Three hundred yards represents an exponential point of diminishing returns, hit-to-miss ratios deteriorating dramatically beyond that range. When varmint shooting beyond 300 yards, amateurs use Kentucky windage, seasoned shooters twist turrets. Modern ballistics charts (including not only drop D.O.P.E. but wind holds), finely tailored handloads and some range confirmation make cold-shot hits at extended ranges feasible. 

Varmint Shooting Riflescope Choices – Side parallax adjustment provides tack-sharp images and ensure the reticle is precisely aligned in the image plane, making perfect eye-to-scope alignment less critical. This is particularly important when shooting at extended ranges. 

I’ve never understood the first (FFP) verses second focal plane (SFP) debate in direct relation to varmint shooting (or big game hunting for that matter). FFP means the reticle remains consistent in relation to the target through the entire magnification range, allowing more accurate through-the-scope yardage and moving-target lead estimations using MOA or MIL marks of known value. This is useful to military snipers engaging human targets in fluid battlefield scenarios, or PRS professionals running a shooting course.

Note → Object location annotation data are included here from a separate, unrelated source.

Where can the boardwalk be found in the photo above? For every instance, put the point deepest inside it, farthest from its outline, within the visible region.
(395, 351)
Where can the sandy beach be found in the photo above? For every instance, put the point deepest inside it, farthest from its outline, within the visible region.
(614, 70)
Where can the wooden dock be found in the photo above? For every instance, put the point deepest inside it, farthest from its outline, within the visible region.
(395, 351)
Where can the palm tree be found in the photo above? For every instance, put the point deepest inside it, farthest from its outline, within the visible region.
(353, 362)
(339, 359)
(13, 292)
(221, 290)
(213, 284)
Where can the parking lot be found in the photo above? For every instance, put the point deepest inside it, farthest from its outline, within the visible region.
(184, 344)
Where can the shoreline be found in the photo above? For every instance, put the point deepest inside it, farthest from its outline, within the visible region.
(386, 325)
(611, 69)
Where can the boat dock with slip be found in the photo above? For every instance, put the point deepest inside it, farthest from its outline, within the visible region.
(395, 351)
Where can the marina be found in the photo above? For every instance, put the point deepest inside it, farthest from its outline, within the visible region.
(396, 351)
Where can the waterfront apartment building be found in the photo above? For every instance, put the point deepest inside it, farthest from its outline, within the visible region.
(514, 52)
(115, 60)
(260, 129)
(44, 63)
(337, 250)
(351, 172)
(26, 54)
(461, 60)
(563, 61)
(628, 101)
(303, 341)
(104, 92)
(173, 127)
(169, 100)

The problem with FFP reticles is reticles grow thicker in relation to the target as magnification increases. All of us own laser rangefinders. We don’t need to establish range through FFP reticles. SFP reticles remain fine at every magnification, obscuring less target at longer ranges.  

Some of my favorites include Trijicon’s AccuPoint 5-20x50mm, Vortex’s Viper PST 6-24x50mm, Leupold’s VX-3i 8.5-25x50mm and VX-5HD 4-20x52mm, or Meopta’s Optika6 MeoPro 4.5-27×50, just as random examples.

Varmint Shooting Riflescope Choices

Varmint Shooting Riflescope Choices – Extreme-Range Optics   

A few of my varmint rifles are decidedly specialized, coming out only at ranges starting at 400 yards. My .22 Creedmoor is one of those, shooting 80- to 90-grain bullets with G1 ballistic coefficients (BCs) in the .500s. My .24-bores also qualify, like my fast-twist 6mm Remington or 6mm Creedmoor, custom and chassis rifles, respectively, shooting 105-to 110-grain slugs with G1 BCs in the .600s. These combinations cut 10 mph/400-yard wind drift margins from feet to inches.      

In this case, typically sniping rockchucks or prairie dogs in breezy conditions, my favorites include a Trijicon’s AccuPower 4.5-30x56mm (.22 CM), and Hawke Optics Frontier 30 SF 5-30x56mm SF Mil Pro. Both include zero-stop turrets, big objective lenses, side parallax adjustments, and high-light-transmission glass and coatings. 

These are my preferences, though your tastes may differ. That is why varmint shooting has become so popular. It’s all about fun. For me, pushing things to extremes equals fun (which I do not advocate for big game). This dictates by my optics choices.